Having an arena to teach in also makes finding horses to use for kids easier. In my experience, the arena walls can make even the sharpest or fastest polo pony manageable for a kid. The very best ponies have an innate ability to tell when it’s a kid on their back and take extra special care.
And while the horses are important, there are a few other factors to keep in mind.
The instructor’s mindset is also key. As an instructor, we want to explain everything, to get stuck in the details and the technique. But with kids, there’s a whole different set of goals. Or to be more specific, one goal: to have fun.
It’s all about making sure the kids are having fun and, above all, safe. The technique happens all on its own. Because believe it or not, the technique that we agonize over as adult players and adult polo instructors comes more or less naturally to kids.
I’ve been told it has something to do with the way kids need to position themselves to compensate for the weight and length of the mallet. Regardless, watch a kid who has just learned to swing a mallet, and you’ll see near-perfect technique like the kind you work for years to master.
Their ability to relax and have fun also carries over to their riding. In my mind, the key component that adults struggle to master with their riding is the ability to relax. It’s also how to move with the horse and let it do exactly what they’re trained to do, without too much interference. Teach the kids a few riding basics, and you’ll find that many of them are naturals, assuming fear doesn’t get in the way.
Finally, keep in mind that they’ve got time to learn the rules of the game, as long as everyone is staying safe. So sit back, relax, and enjoy how quickly the kids pick things up.
Another important thing is the kid’s mindset. Kids have to want to be there. In reference to another sport, I heard that as a coach, you’ve always got to make sure the kid wants to be there – and not the parents. You’ll notice the kids who want to be there and the kids who are there because they have to be. One kid that doesn’t really want to be there can ruin the chemistry of the group and the fun for the other kids. So while it’s not the easiest conversation to have, it’s always a good idea to identify those kids and try to change their mindset. Or maybe, try to talk to the parents about why they want their kids to be there.
So okay—you’ve got some kids, you’ve got some saintly polo ponies, and you’ve got a fun-loving instructor. What more could you need?
A plan is usually a good idea. But with kids’ polo, it’s absolutely possible to over plan. As I said, kids love to play and have fun. And what better way to have fun than to let them play chukkers! In my case, I supervise slightly longer chukkers and change the teams after each chukker. That way, all the kids could learn how to work with each other, and no one team could be too strong or weak.

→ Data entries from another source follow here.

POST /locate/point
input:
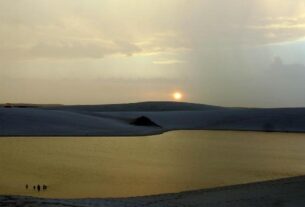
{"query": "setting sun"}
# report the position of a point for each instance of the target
(177, 96)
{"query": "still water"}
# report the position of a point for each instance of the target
(130, 166)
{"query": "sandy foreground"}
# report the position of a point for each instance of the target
(284, 192)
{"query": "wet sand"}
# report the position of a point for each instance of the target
(284, 192)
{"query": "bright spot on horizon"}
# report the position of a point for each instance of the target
(177, 96)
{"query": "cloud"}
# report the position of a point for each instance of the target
(168, 62)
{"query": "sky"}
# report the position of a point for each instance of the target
(230, 53)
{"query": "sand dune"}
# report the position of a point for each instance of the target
(116, 119)
(287, 192)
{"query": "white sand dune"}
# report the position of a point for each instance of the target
(287, 192)
(107, 120)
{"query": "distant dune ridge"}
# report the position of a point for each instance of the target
(117, 119)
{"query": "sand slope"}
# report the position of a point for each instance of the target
(289, 192)
(115, 119)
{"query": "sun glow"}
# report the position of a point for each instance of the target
(177, 96)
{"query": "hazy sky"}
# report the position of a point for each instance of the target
(223, 52)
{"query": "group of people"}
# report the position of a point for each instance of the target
(38, 187)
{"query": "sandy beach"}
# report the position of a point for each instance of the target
(289, 192)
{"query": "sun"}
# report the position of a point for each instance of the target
(177, 96)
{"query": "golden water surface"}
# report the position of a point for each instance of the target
(132, 166)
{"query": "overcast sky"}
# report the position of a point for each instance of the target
(222, 52)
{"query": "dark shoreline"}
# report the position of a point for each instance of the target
(281, 192)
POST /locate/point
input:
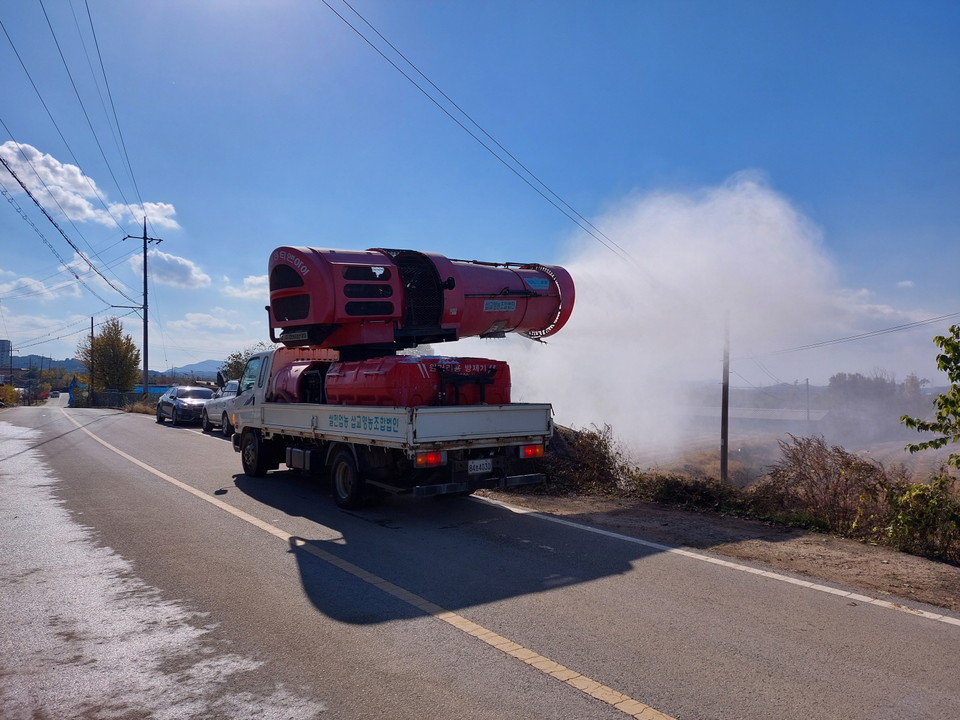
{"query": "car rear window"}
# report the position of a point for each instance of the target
(197, 393)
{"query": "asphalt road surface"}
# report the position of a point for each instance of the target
(142, 575)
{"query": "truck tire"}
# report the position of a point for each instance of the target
(253, 454)
(348, 486)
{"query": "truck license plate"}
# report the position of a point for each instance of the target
(475, 467)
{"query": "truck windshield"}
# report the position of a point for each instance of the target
(250, 373)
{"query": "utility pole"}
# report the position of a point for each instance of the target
(146, 376)
(725, 404)
(92, 355)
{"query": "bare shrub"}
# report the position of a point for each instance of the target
(585, 461)
(819, 486)
(923, 518)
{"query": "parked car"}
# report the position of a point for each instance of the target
(183, 403)
(218, 410)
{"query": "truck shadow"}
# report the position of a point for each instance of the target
(456, 553)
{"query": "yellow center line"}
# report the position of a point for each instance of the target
(594, 689)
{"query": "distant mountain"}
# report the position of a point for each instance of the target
(203, 370)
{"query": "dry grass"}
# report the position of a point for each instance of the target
(809, 484)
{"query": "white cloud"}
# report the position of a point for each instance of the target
(206, 322)
(254, 287)
(172, 270)
(63, 189)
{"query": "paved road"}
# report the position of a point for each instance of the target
(143, 576)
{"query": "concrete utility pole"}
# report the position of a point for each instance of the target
(146, 376)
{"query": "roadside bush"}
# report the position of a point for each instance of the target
(144, 407)
(818, 486)
(693, 493)
(585, 461)
(923, 519)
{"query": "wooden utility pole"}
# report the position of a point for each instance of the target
(725, 405)
(146, 336)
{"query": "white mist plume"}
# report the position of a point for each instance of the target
(644, 328)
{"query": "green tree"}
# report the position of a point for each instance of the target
(946, 416)
(232, 367)
(114, 358)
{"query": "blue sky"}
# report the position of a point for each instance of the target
(795, 165)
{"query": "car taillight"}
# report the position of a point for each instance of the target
(434, 458)
(531, 451)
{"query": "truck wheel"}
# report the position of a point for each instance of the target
(253, 454)
(348, 490)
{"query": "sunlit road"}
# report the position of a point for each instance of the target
(143, 576)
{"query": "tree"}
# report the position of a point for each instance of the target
(233, 366)
(946, 416)
(113, 356)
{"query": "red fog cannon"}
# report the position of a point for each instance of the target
(372, 303)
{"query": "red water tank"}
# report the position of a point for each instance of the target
(374, 302)
(402, 381)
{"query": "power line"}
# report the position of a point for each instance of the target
(38, 341)
(113, 106)
(82, 106)
(73, 155)
(863, 336)
(60, 230)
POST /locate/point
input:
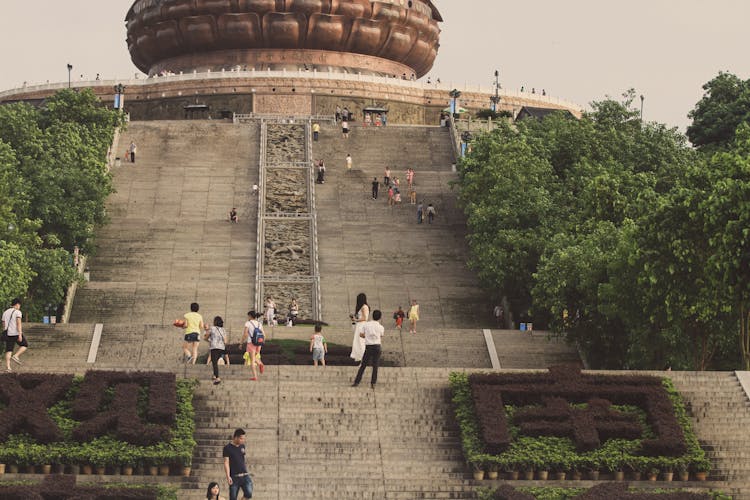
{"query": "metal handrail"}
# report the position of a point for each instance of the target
(314, 260)
(297, 76)
(260, 238)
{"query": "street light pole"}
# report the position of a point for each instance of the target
(496, 97)
(642, 98)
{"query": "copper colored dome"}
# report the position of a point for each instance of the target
(386, 37)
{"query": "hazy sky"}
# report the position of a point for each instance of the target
(579, 50)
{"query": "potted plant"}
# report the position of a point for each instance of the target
(701, 469)
(682, 470)
(527, 468)
(668, 470)
(637, 466)
(478, 468)
(186, 463)
(511, 469)
(592, 466)
(492, 468)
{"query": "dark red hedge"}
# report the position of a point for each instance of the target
(562, 386)
(506, 492)
(64, 488)
(26, 399)
(122, 417)
(162, 394)
(619, 491)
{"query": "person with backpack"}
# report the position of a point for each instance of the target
(255, 338)
(13, 333)
(217, 339)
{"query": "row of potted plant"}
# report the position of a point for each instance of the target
(602, 491)
(65, 487)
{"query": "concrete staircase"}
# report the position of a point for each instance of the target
(426, 149)
(720, 411)
(367, 246)
(169, 242)
(517, 349)
(311, 435)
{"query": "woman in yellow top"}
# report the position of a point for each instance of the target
(413, 316)
(193, 327)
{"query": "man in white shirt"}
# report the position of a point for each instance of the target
(372, 332)
(13, 333)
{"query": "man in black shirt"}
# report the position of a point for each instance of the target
(235, 468)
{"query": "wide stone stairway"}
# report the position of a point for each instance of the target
(169, 242)
(371, 247)
(311, 435)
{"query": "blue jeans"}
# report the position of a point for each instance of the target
(241, 482)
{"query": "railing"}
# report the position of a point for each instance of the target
(261, 239)
(317, 306)
(283, 118)
(455, 138)
(300, 74)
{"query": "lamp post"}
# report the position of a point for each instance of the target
(119, 96)
(496, 98)
(454, 95)
(642, 98)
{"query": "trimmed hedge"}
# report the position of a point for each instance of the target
(606, 491)
(102, 419)
(64, 488)
(563, 420)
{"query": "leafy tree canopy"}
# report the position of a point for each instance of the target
(53, 183)
(615, 233)
(724, 106)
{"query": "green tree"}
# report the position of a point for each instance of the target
(53, 183)
(599, 225)
(724, 106)
(16, 272)
(727, 214)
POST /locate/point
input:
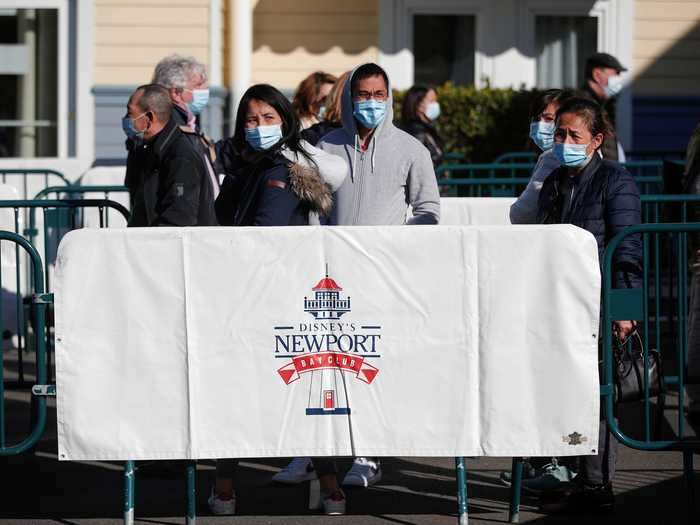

Kids also love something to work towards. So if time and budget allow, organize a tournament where they can show off their skills to their friends and family. And maybe, winning a little prize always goes down well.
While running a kids polo program might not suit every polo club, farm, or instructor, I will say that it’s extremely rewarding. It also reminds me every time I watch and coach how much fun polo is. It’s something that’s easy to forget when you get too bogged down in the details. Watch some kids riding around laughing and competing with each other, and I guarantee you’ll remember why we all do this: To have fun!